Der Kölner Erzbischof Rainer Maria Kardinal Woelki fordert dazu auf, Gutmensch zu sein und das Wort wieder positiv zu besetzen. „Wenn Menschen, die sich für andere Menschen einsetzen, als Gutmenschen beschimpft werden, so ist das absurd und gefährdet unsere Gesellschaft. Kann denn Engagement für das Gemeinwohl schlecht sein?“ Kardinal Woelki fragt dies anlässlich der Kampagne „zusammen gut“ vom Erzbistum Köln und dem Diözesancaritasverband, die am Wochenende startet. In einem Video, das derzeit in den sozialen Medien verbreitet wird, sprayt der Kardinal mit Sprühkreide #gutmensch auf den Boden. 40 Gruppen unter anderem aus dem Bund der Deutschen Katholischen Jugend und Mitarbeiter der Caritas im Erzbistum werden am Wochenende dem Kardinal folgen und Plätze mit #gutmensch markieren.

Erzbischof Rainer Maria Kardinal Woelki sprüht mit Kreide den Schriftzug #gutmensch auf den Boden.

Erzbischof Rainer Maria Kardinal Woelki sprüht mit Kreide den Schriftzug #gutmensch auf den Boden.

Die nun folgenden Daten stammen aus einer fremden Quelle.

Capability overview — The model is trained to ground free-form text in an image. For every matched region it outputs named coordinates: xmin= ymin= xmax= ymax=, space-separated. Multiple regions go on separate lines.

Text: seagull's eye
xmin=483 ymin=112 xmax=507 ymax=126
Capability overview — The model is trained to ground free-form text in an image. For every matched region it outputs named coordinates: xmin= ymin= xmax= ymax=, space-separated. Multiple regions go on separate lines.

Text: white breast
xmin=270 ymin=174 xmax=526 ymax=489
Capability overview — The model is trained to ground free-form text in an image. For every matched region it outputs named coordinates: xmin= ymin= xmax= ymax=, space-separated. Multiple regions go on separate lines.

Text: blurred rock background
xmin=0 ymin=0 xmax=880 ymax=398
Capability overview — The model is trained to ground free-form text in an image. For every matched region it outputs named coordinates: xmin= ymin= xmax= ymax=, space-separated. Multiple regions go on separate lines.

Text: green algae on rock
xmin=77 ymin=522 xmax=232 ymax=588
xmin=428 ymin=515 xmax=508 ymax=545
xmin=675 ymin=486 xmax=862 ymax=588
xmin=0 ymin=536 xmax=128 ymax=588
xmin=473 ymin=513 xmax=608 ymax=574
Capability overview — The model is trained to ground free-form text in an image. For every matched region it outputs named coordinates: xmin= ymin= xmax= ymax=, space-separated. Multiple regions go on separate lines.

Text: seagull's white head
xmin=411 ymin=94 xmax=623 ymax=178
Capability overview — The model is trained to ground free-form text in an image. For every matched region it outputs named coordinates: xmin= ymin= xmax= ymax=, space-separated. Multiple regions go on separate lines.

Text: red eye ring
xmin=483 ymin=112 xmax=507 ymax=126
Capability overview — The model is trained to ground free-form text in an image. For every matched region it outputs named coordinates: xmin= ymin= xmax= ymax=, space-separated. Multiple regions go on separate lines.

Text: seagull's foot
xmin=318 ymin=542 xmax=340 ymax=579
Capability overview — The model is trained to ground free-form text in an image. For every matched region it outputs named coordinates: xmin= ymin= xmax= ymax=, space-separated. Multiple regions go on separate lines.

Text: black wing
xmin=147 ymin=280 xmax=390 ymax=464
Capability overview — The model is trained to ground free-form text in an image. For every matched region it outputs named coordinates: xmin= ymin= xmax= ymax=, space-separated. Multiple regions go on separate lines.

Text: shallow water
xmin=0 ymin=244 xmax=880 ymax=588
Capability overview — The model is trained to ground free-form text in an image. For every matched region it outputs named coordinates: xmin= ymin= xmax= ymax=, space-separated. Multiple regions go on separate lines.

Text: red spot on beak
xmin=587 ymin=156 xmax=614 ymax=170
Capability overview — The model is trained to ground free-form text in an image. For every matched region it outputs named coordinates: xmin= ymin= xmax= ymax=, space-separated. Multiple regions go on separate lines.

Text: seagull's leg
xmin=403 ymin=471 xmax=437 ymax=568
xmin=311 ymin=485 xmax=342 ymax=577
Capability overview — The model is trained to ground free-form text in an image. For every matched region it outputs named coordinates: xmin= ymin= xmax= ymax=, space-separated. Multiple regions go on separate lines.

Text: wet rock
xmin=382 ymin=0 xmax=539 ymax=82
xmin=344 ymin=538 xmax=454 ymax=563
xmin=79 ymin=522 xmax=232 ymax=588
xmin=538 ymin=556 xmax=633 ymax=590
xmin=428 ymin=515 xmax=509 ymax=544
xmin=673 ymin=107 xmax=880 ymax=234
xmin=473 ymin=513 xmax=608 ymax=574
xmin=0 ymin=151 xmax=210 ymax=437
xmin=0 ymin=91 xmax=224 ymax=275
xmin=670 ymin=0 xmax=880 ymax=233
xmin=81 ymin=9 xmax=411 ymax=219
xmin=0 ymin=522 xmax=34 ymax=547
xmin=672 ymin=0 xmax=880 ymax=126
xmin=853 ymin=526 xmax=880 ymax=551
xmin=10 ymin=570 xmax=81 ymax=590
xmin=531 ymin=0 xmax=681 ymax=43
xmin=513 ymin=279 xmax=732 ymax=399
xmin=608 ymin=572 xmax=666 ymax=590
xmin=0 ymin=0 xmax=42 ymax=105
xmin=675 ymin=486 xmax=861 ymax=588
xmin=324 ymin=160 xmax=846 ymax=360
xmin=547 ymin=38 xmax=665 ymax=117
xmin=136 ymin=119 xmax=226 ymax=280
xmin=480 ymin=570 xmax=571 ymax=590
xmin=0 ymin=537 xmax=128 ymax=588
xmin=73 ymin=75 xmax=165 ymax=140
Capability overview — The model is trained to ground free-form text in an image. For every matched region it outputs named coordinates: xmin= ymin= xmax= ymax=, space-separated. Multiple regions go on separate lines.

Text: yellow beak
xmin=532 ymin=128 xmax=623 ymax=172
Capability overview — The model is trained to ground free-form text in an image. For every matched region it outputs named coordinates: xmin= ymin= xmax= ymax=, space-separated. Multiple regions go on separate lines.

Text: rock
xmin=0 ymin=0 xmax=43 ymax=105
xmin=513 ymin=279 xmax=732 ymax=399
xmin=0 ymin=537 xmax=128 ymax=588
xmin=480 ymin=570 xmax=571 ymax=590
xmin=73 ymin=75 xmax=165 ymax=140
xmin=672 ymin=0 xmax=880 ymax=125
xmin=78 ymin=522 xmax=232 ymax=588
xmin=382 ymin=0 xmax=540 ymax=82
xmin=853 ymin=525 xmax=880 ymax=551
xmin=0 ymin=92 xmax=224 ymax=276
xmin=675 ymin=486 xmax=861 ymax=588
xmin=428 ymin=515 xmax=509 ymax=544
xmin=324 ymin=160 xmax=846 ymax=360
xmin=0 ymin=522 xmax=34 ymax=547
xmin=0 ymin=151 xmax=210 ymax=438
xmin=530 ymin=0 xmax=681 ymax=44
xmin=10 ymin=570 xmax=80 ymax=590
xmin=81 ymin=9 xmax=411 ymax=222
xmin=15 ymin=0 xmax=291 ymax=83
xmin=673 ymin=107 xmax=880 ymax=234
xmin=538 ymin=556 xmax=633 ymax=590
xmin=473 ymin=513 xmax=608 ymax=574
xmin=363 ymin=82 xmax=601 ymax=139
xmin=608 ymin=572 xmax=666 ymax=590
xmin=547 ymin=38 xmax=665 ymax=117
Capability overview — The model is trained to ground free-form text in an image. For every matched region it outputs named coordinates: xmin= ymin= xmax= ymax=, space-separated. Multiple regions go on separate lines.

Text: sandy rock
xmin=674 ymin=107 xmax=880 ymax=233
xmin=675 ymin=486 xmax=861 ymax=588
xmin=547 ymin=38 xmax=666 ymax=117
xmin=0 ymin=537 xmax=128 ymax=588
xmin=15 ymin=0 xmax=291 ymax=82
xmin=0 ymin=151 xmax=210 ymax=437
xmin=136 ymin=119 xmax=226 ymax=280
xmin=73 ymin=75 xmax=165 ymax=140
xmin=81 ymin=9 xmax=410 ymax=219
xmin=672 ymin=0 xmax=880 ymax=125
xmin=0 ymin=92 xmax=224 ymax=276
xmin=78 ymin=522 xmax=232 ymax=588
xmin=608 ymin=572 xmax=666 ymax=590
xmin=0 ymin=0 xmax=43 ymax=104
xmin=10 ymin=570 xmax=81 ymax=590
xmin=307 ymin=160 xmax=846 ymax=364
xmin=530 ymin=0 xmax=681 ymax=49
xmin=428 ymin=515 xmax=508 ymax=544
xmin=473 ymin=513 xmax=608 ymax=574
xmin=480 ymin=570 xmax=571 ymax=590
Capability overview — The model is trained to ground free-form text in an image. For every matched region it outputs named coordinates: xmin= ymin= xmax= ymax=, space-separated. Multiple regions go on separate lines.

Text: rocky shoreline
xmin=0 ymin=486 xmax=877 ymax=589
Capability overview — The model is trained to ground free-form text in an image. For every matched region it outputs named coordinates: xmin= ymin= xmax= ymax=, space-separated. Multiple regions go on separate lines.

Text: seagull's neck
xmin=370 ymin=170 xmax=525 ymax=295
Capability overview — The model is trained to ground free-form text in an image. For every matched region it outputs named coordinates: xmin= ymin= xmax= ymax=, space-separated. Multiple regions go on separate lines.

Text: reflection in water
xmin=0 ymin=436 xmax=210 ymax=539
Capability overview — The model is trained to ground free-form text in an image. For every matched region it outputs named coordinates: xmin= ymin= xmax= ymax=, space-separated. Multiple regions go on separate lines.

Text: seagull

Auf der Internetseite sind neben Möglichkeiten sich selbst zu engagieren auch Portraits und Geschichten von Gutmenschen zu finden. Auf Plakaten und Postkarten wird unter anderem das Engagement der vielen tausend Ehrenamtlichen gewürdigt. Das Erzbistum ruft außerdem dazu auf, sich unter #gutmensch an der Diskussion über das Thema in sozialen Netzwerken zu beteiligen.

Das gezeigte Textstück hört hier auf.